Il a commencé à 14 ans. Après avoir travaillé dans le privé et s’être spécialisé dans la préparation des foetus (c’est lui qui s’est occupé des foetus stockés dans le sous sol de l’hôpital St Vincent de Paul), il est actuellement président de l’association des embaumeurs et thanatopracteurs au niveau européen. Il a donné des cours dans quelques facs de médecine et écrit en ce moment un livre sur la préparation mortuaire.

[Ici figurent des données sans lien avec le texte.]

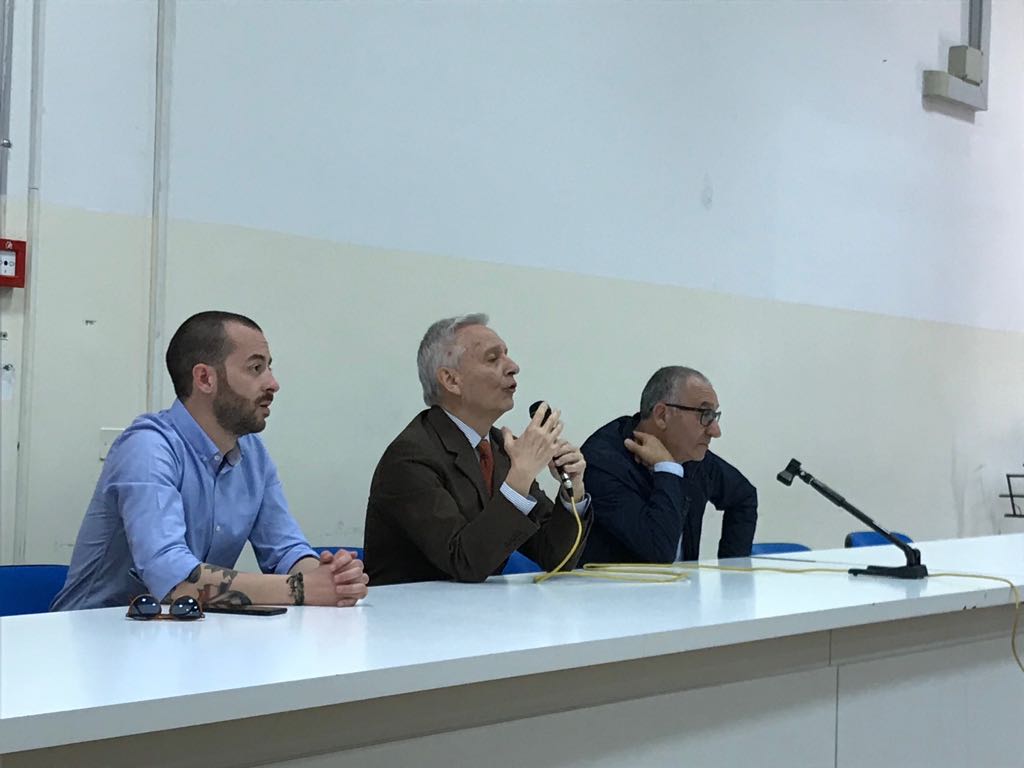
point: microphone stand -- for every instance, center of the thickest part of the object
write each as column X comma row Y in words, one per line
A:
column 913, row 568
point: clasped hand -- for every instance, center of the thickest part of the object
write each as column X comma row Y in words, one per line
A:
column 337, row 581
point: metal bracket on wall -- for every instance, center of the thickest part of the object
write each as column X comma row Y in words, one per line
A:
column 966, row 79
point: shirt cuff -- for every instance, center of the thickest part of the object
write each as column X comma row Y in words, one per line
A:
column 671, row 467
column 288, row 561
column 522, row 503
column 582, row 506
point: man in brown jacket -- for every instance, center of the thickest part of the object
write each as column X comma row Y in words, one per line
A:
column 452, row 498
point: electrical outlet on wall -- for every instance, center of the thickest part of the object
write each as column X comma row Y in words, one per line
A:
column 107, row 437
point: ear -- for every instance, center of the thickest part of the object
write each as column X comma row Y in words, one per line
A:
column 658, row 414
column 204, row 379
column 450, row 380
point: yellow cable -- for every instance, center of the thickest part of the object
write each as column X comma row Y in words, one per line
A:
column 1017, row 606
column 670, row 572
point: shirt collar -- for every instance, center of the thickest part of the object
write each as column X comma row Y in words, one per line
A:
column 200, row 441
column 471, row 434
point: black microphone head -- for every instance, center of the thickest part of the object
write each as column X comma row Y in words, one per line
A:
column 786, row 475
column 532, row 411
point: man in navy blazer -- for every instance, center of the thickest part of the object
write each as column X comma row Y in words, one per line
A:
column 651, row 475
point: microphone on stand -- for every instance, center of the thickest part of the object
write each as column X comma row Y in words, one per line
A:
column 913, row 568
column 562, row 475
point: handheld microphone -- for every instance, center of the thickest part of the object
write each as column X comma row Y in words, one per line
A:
column 562, row 475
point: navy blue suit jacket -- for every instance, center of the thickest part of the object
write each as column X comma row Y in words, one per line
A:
column 638, row 515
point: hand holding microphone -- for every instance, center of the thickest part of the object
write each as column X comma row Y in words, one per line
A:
column 541, row 444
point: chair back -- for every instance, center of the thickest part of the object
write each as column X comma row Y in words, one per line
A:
column 30, row 589
column 872, row 539
column 774, row 548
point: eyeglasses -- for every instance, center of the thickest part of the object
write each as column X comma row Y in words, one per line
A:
column 146, row 607
column 708, row 416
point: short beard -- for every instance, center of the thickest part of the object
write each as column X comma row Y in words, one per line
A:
column 232, row 412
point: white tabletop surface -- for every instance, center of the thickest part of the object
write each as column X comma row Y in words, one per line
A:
column 85, row 675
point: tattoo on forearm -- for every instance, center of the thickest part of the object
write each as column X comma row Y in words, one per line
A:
column 222, row 594
column 296, row 588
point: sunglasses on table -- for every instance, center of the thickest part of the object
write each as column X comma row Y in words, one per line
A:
column 147, row 607
column 708, row 416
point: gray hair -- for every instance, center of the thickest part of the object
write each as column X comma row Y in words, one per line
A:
column 439, row 350
column 664, row 383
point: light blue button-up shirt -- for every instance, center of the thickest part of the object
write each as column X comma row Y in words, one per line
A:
column 166, row 502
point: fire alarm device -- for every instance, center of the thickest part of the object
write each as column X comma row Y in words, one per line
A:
column 11, row 263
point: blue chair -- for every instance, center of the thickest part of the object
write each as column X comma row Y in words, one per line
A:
column 872, row 539
column 520, row 564
column 30, row 589
column 774, row 548
column 357, row 551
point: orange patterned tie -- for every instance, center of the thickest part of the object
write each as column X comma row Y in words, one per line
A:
column 486, row 464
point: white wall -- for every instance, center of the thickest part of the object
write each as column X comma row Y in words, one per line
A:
column 755, row 188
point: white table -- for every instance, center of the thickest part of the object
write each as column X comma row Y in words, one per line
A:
column 821, row 669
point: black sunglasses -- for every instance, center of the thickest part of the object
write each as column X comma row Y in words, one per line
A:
column 708, row 416
column 146, row 607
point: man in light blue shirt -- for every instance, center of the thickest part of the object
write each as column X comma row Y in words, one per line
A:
column 182, row 491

Après cela, il nous rappelle un peu les bases de la décomposition des corps (lividités dans les zones déclives, rigidité,etc) et commence la toilette mortuaire.
La dame qui était mal installée sur son lit, un peu affalée, doit être redressée. Mais de quelle façon! Manu a attrapé la tête par dessous le menton, et a tiré par la tête pour remonter la dame sur le lit. Tellement fort qu’on a entendu les cervicales craquer, comme dans les films, vous savez, sauf que là ça n’est pas un bruitage. Au moins est-on certain qu’elle ne se réveillera pas. Je lui ai demandé un peu après pourquoi il avait procédé de cette manière. Il m’a dit que parfois quand on attrape des personnes âgées décédées par les bras, la peau des bras nous restent dans la main comme un simple film de célophane. Mieux vaut attraper par le cou pour permettre une bonne présentation à la famille.
Par la suite, Manu vaporise un produit désinfectant sur tout le corps. Quelle odeur! Ca plus la chaleur, il y avait de quoi faire un malaise.
Il commence désormais au visage. La pauvre femme, qui avait une infection buccale, laissait tout le temps sa langue dehors. Seulement une contraction des maxillaires suite à la mort a fait qu’elle s’est mordu fortement la langue jusqu’à se la déchirer. Manu prends donc une espèce de mini pied de biche et force sur la mâchoire pour faire levier. Les os et les dents craquent (si seulement vous pouviez entendre le bruit), l’élève infirmière, blême, s’assoit sur le fauteuil mais Manu parvient tout de même à ouvrir la bouche et à y replacer la langue, blanche, pleine d’aphtes.
Il faut maintenant enlever les croûtes de sang autour de la bouche. Facile ça! Ensuite Manu met quelques cotons devant les gencives pour éviter leur affaissement.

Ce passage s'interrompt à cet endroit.